CAMPANHA DE TRUMP FOI “RECETIVA”
ÀS OFERTAS DO KREMLIN, ESPERANDO SER “BENEFICIADA ELEITORALMENTE”
Além disso, há outras revelações
novas no relatório tornado público nesta quinta-feira, embora numa versão
bastante editada, como o mostram as inúmeras manchas negras que preenchem
metade de algumas páginas ou mesmo páginas inteiras.

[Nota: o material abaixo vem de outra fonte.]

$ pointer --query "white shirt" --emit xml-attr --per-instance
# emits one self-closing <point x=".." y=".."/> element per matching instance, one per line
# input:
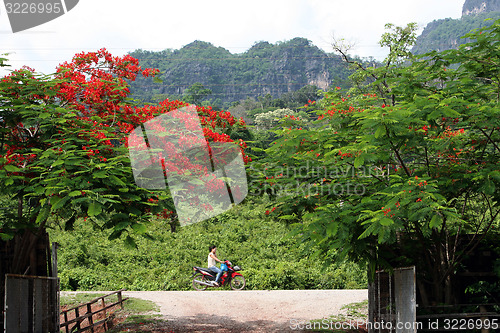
<point x="211" y="261"/>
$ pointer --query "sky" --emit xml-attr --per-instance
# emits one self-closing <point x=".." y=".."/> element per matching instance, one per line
<point x="122" y="26"/>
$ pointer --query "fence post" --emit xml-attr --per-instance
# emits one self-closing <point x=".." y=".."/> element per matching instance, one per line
<point x="77" y="314"/>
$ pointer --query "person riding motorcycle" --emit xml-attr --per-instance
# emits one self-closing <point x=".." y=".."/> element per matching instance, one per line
<point x="212" y="258"/>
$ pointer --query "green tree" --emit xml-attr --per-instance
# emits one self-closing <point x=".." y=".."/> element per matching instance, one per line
<point x="406" y="170"/>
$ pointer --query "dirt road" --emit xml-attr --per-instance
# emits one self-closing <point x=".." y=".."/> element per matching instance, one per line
<point x="246" y="311"/>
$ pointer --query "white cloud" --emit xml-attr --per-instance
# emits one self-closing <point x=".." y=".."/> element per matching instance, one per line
<point x="123" y="26"/>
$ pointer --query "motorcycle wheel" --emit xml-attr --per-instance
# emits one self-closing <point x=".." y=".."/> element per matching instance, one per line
<point x="198" y="286"/>
<point x="238" y="282"/>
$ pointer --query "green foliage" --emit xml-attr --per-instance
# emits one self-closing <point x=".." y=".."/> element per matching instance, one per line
<point x="247" y="237"/>
<point x="404" y="163"/>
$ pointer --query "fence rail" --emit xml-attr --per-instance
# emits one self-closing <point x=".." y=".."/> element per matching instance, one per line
<point x="88" y="314"/>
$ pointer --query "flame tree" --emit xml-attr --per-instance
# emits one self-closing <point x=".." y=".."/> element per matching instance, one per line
<point x="63" y="152"/>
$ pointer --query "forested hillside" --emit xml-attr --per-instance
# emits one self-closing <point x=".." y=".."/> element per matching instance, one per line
<point x="264" y="69"/>
<point x="445" y="34"/>
<point x="245" y="235"/>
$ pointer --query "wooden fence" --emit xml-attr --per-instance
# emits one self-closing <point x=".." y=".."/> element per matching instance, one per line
<point x="84" y="312"/>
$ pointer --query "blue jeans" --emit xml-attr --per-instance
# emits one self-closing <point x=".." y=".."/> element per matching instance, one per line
<point x="218" y="271"/>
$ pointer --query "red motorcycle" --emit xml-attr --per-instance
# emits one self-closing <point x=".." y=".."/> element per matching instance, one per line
<point x="205" y="277"/>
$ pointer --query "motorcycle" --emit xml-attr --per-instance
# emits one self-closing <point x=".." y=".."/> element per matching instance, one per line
<point x="205" y="277"/>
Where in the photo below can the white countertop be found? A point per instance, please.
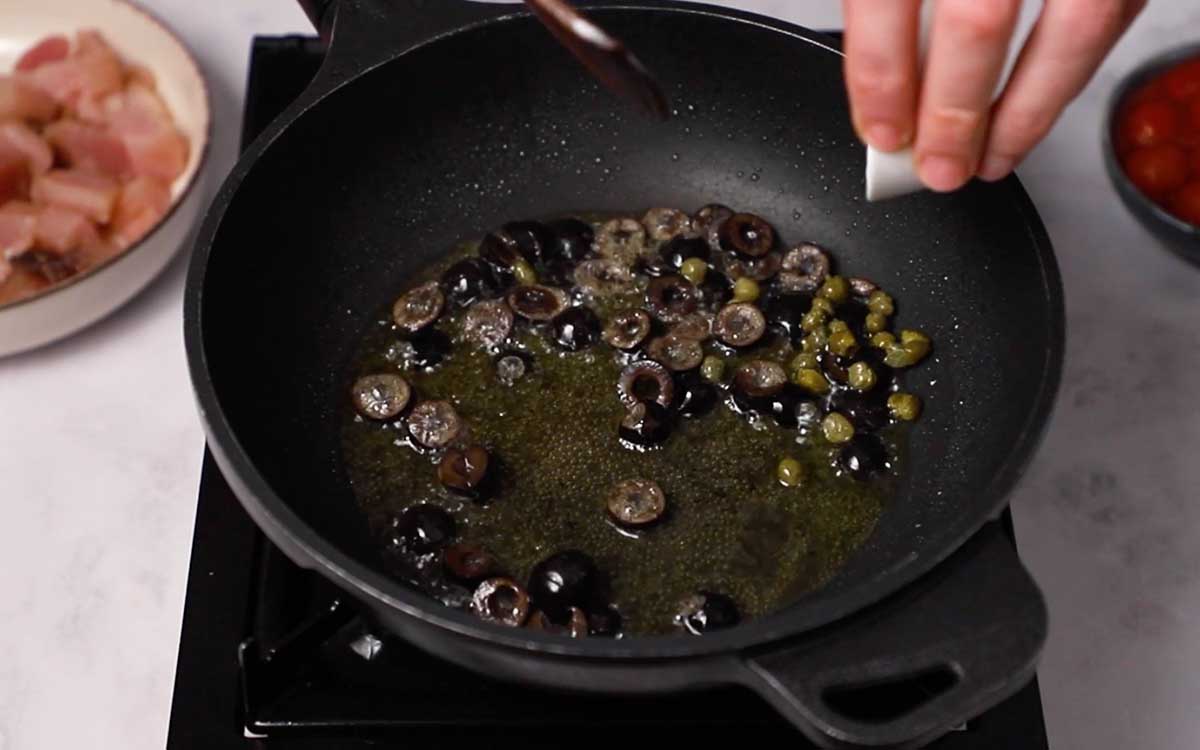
(100, 456)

Uma delas diz respeito aos
“numerosos contactos” realizados entre a campanha de Trump para as
presidenciais de 2016 e a Rússia.
Embora não se possa afirmar que
tenha sido criada uma conspiração criminal (Mueller também não conseguiu obter
informação suficiente para solidificar uma acusação de violação da lei do
financiamento de campanhas contra Donald Trump Jr., o filho mais velho do
Presidente norte-americano que se encontrou com vários russos, incluindo a
advogada Natalia Veselnitskava, a 9 de junho de 2016, na Trump Tower), o
relatório concluiu que a campanha de Donald Trump foi “recetiva” às ofertas do
Kremlin, esperando ser “beneficiada eleitoralmente” através da “informação roubada
e divulgada pelos russos”, que viram na eleição de Trump uma “oportunidade”.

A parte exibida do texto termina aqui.